October 27, 2009

By Kathryn Kopchik

LEWISBURG, Pa. — Marc Manganaro will give the talk, "'Falling Towers': Joyce, Eliot, and the Salvage of Urban 'Culture'," on Thursday, Nov. 5, at 7:30 p.m. in the Smith Library of the Vaughan Literature Auditorium at Bucknell University.

The talk, which is free and open to the public, is sponsored by the Vivian Miller Fund for English, the Bucknell English department, and the University Lectureship Committee.

"Professor Manganaro's lecture will illuminate the interdisciplinary connections between two monumental modernist works of literature, James Joyce's Ulysses and T. S. Eliot's The Waste Land, with a particular focus upon how anthropology informed both works in their renderings of cultural decay and ruin," said John Rickard, professor of English at Bucknell.

Concept of culture
Manganaro, who is dean of Arts and Sciences and professor of English at Gonzaga University, has published numerous books and essays on literary modernism and anthropology.
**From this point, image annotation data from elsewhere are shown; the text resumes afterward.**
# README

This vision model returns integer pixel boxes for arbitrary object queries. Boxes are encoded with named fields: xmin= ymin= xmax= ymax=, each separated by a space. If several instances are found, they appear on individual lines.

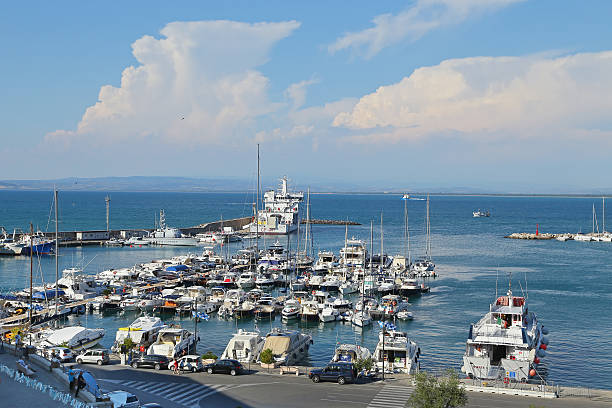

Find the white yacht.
xmin=41 ymin=326 xmax=106 ymax=351
xmin=351 ymin=310 xmax=372 ymax=327
xmin=331 ymin=344 xmax=372 ymax=363
xmin=319 ymin=302 xmax=340 ymax=323
xmin=147 ymin=327 xmax=196 ymax=358
xmin=111 ymin=316 xmax=166 ymax=351
xmin=281 ymin=299 xmax=301 ymax=320
xmin=144 ymin=210 xmax=198 ymax=246
xmin=262 ymin=327 xmax=312 ymax=366
xmin=340 ymin=237 xmax=368 ymax=268
xmin=221 ymin=329 xmax=264 ymax=364
xmin=248 ymin=177 xmax=304 ymax=235
xmin=314 ymin=251 xmax=338 ymax=272
xmin=461 ymin=287 xmax=548 ymax=381
xmin=374 ymin=330 xmax=421 ymax=374
xmin=236 ymin=272 xmax=255 ymax=289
His 2002 book Culture, 1922: The Emergence of a Concept, was praised by anthropologist Clifford Geertz as "a most important work."

In this book, Manganaro traces the intellectual and institutional deployment of the culture concept in England and America in the first half of the 20th century, with the main focus on three works published in 1922, the watershed year of Modernism-Eliot's The Waste Land, Malinowski's Argonauts of the Western Pacific, and Joyce's Ulysses.

His other publications are Myth, Rhetoric, and the Voice of Authority: A Critique of Frazer, Eliot, Frye, and Campbell (1992); and Modernist Anthropology (1990).

The recipient of degrees from Nebraska, San Francisco State and North Carolina, Manganaro is a specialist on the relations between anthropology, folklore, myth and modern literature, criticism and theory. His recent research focuses on theories of travel and travel writing as well as the emergence and development of the culture concept. He teaches courses in literature and anthropology, cultural studies and Modernism.